Admired cult director Douglas Sirk’s gloriously plush 1955 romantic melodrama All That Heaven Allows stars Jane Wyman as the lovely New England upper-class widow Cary Scott who falls for the down-to-earth, hunky, romantic, much younger gardener Ron Kirby (Rock Hudson), horrifying her children and her friends in the country club.
Sirk and producer Ross Hunter’s sequel to their 1954 hit Magnificent Obsession, which also starred Wyman, Hudson and Agnes Moorehead, is an absorbing, beautifully made tearjerker, startlingly attractively filmed in the most surreal-looking Technicolor by cinematographer on equally unreal sets designed by Alexander Golitzen.
Now that soap opera is so much part of life, even of people who do not watch them on TV, it is easy to accept and relish the film’s delicious air of unreality and artificial atmosphere, and be swept along by the power of its heightened emotions.
Sirk turns romantic melodrama into a Hollywood art movie. Wyman (1917 – 2007) proves a real expert at this kind of thing. No wonder she was the queen of TV’s Falcon Crest (1981 – 1990) in the Eighties as Angela Channing.
Also in the cast are Conrad Nagel, Virginia Grey, Charles Drake, Gloria Talbot, William Reynolds, Jacqueline DeWitt, Leigh Snowden, Donald Curtis and Alex Gerry.
Peggy Fenwick writes the screenplay from the story by Edna L Lee and Harry Lee.
The Universal studio lot façade later used for the front of the Bates home in Psycho (1960) is visible a few houses up Cary’s block.

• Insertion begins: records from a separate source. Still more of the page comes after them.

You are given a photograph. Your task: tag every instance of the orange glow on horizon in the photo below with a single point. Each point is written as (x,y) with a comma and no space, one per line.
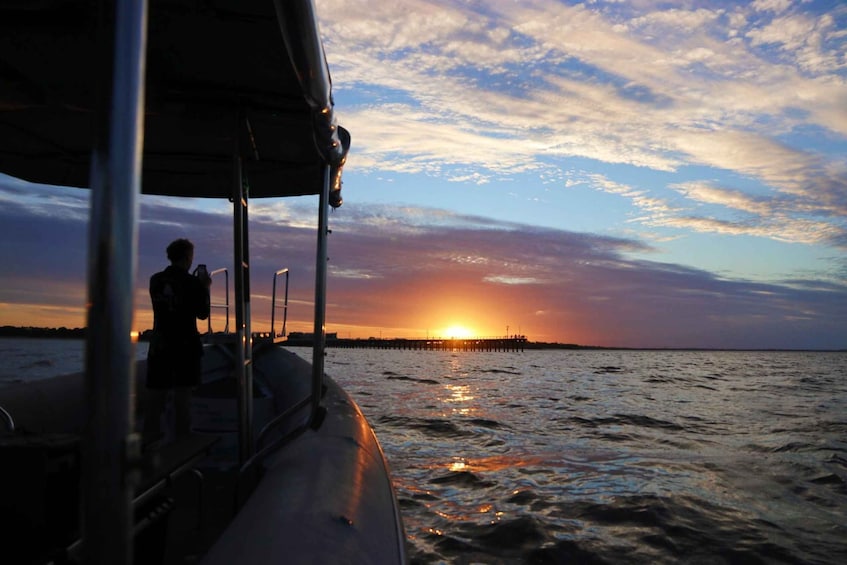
(458,331)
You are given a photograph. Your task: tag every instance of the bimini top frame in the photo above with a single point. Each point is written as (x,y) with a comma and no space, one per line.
(184,98)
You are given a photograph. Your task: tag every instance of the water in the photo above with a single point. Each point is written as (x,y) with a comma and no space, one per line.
(596,456)
(611,456)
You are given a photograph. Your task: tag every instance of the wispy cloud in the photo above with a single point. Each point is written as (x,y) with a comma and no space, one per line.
(458,89)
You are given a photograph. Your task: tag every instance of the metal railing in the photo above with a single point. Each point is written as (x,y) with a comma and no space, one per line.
(284,306)
(225,304)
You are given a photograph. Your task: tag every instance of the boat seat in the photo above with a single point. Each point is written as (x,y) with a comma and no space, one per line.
(161,467)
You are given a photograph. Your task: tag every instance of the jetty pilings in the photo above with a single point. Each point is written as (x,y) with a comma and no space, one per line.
(509,343)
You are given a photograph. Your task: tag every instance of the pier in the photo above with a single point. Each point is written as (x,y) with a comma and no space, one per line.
(509,343)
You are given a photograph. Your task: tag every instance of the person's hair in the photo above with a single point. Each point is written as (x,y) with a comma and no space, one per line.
(180,249)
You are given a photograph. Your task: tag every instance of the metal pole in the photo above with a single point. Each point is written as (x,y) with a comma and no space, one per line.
(110,450)
(319,345)
(244,353)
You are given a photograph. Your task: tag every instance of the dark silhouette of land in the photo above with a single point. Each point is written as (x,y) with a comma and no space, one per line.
(58,333)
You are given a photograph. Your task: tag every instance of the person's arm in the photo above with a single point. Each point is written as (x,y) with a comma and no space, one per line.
(204,299)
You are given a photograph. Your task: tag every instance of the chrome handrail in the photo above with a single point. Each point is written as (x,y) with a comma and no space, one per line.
(284,305)
(225,304)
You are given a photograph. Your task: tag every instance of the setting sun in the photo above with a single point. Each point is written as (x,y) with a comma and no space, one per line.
(460,332)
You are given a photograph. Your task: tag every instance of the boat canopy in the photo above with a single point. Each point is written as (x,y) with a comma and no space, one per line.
(225,78)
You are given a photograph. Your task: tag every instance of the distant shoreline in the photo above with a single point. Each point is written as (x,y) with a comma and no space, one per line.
(80,333)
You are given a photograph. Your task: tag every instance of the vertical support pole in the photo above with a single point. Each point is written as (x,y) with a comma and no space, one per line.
(110,449)
(319,347)
(244,335)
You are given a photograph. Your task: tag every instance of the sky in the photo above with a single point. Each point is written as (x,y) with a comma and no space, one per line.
(635,174)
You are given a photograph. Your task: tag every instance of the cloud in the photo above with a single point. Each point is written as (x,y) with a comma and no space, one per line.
(405,270)
(476,94)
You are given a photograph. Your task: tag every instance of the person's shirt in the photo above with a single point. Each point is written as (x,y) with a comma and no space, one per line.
(179,299)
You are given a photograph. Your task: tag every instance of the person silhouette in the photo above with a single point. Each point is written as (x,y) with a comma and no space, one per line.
(174,357)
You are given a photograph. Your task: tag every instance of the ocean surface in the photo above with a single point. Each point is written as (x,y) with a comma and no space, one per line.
(564,456)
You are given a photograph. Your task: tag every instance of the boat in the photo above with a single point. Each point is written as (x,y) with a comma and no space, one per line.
(192,98)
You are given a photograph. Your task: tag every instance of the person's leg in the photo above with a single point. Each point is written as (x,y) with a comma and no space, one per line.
(154,408)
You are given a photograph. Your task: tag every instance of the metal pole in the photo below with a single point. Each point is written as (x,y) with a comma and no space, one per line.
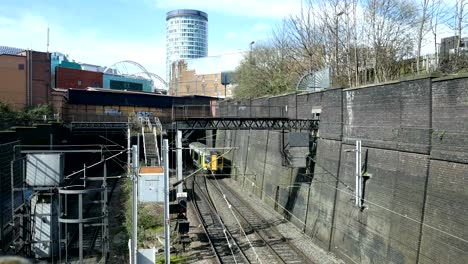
(80,226)
(135,204)
(105,230)
(179,160)
(167,228)
(129,153)
(359,174)
(357,193)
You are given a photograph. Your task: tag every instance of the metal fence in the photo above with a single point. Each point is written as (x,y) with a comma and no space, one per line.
(229,111)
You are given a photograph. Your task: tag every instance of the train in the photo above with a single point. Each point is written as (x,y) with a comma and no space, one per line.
(208,159)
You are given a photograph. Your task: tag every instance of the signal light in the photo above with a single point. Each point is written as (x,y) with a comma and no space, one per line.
(182,202)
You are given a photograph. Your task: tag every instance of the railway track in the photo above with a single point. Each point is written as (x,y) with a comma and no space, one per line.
(279,247)
(222,241)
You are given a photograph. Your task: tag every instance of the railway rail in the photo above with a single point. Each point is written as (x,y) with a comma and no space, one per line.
(222,241)
(278,246)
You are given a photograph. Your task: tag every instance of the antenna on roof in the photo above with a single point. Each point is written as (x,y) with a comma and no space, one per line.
(48,31)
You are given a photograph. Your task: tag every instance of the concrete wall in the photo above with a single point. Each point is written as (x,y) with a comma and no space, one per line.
(13,84)
(415,146)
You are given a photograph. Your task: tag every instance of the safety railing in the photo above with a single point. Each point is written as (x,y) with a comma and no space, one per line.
(229,111)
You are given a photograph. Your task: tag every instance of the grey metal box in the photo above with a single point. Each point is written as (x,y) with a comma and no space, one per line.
(151,187)
(44,226)
(298,139)
(44,169)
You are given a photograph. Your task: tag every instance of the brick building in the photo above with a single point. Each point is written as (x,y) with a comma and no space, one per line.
(199,77)
(25,77)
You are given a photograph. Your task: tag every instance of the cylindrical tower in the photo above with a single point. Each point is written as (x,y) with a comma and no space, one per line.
(186,36)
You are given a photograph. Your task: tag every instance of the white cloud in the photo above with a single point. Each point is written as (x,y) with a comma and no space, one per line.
(251,8)
(261,27)
(30,31)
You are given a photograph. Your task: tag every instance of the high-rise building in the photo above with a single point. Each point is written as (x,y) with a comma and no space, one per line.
(186,36)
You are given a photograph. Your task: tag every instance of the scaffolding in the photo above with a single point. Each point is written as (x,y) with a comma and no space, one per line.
(58,218)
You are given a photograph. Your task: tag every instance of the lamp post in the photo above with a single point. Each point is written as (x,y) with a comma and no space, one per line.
(336,41)
(250,54)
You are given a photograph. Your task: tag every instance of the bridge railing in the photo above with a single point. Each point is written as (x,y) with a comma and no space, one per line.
(228,111)
(86,117)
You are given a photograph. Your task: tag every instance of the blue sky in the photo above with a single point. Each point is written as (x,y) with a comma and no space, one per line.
(104,32)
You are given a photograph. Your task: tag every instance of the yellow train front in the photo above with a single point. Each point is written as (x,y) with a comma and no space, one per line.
(209,159)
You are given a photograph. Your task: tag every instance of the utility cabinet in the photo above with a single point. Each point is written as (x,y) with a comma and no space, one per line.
(44,169)
(151,184)
(44,226)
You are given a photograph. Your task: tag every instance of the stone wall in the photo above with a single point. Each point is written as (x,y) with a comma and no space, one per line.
(415,147)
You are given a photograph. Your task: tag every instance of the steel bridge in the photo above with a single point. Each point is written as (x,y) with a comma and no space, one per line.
(200,117)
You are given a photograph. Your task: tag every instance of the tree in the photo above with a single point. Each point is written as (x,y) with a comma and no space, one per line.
(267,73)
(390,27)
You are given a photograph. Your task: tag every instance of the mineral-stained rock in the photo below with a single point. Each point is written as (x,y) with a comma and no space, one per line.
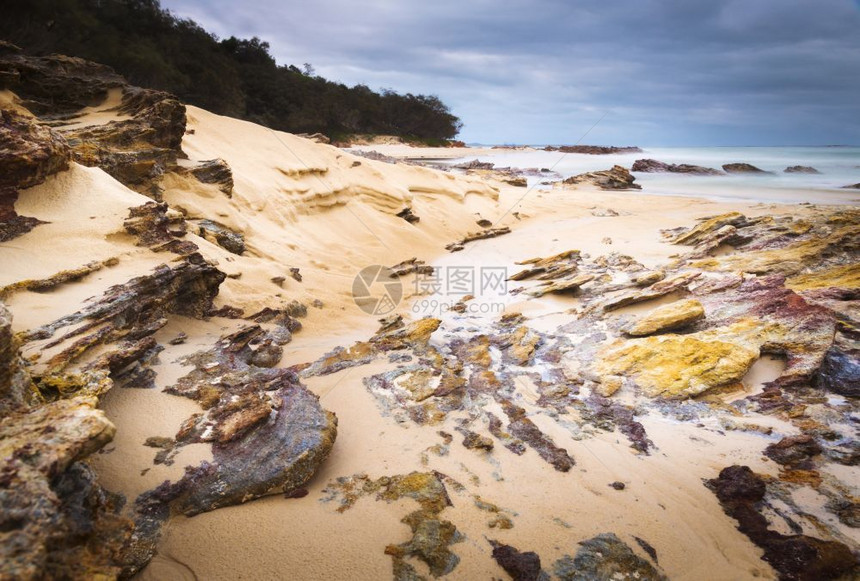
(669,317)
(29,153)
(432,536)
(795,557)
(606,558)
(215,171)
(742,168)
(654,166)
(617,178)
(222,236)
(277,450)
(406,214)
(677,366)
(793,450)
(269,433)
(520,565)
(55,521)
(134,151)
(526,430)
(475,441)
(156,226)
(840,370)
(801,169)
(708,226)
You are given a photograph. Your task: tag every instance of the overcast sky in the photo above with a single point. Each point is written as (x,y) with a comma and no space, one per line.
(658,72)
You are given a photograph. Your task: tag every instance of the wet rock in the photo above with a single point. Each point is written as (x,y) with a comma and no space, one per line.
(16,388)
(840,371)
(411,266)
(742,168)
(654,166)
(406,214)
(795,557)
(593,149)
(793,450)
(801,169)
(269,434)
(521,566)
(708,226)
(669,317)
(123,319)
(222,236)
(432,536)
(655,291)
(524,429)
(56,84)
(29,153)
(134,151)
(617,178)
(217,172)
(474,441)
(471,237)
(156,226)
(606,558)
(55,521)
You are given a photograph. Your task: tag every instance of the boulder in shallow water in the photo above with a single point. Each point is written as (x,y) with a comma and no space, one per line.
(617,178)
(743,168)
(801,169)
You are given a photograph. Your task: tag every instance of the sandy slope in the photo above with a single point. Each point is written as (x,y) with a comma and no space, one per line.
(329,214)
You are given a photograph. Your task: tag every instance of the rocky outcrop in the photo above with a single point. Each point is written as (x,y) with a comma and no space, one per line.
(135,151)
(221,235)
(29,153)
(743,168)
(604,558)
(654,166)
(482,235)
(795,557)
(678,366)
(793,450)
(269,434)
(55,86)
(520,565)
(432,535)
(801,169)
(617,178)
(217,172)
(593,149)
(670,317)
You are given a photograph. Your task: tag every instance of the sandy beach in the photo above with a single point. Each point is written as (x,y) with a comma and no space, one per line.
(312,217)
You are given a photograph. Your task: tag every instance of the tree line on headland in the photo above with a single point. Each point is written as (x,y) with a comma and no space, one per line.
(153,48)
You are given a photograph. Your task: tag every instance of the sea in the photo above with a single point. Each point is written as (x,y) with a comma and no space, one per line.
(839,167)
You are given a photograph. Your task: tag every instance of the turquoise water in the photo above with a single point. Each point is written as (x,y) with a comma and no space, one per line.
(839,166)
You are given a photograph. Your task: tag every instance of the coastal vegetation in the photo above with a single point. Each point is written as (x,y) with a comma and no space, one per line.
(237,77)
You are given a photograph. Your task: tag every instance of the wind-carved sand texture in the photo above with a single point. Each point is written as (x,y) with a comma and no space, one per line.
(666,389)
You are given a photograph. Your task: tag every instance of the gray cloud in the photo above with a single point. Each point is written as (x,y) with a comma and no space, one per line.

On 6 March 2019, it was announced that Universal Pictures is moving ahead with its Rock Hudson biopic All That Heaven Allows and is in talks with Richard Lagravenese to write the screenplay. In 2018 Universal bought the movie rights to Mark Griffin’s All That Heaven Allows: A Biography of Rock Hudson. Greg Berlanti is to direct.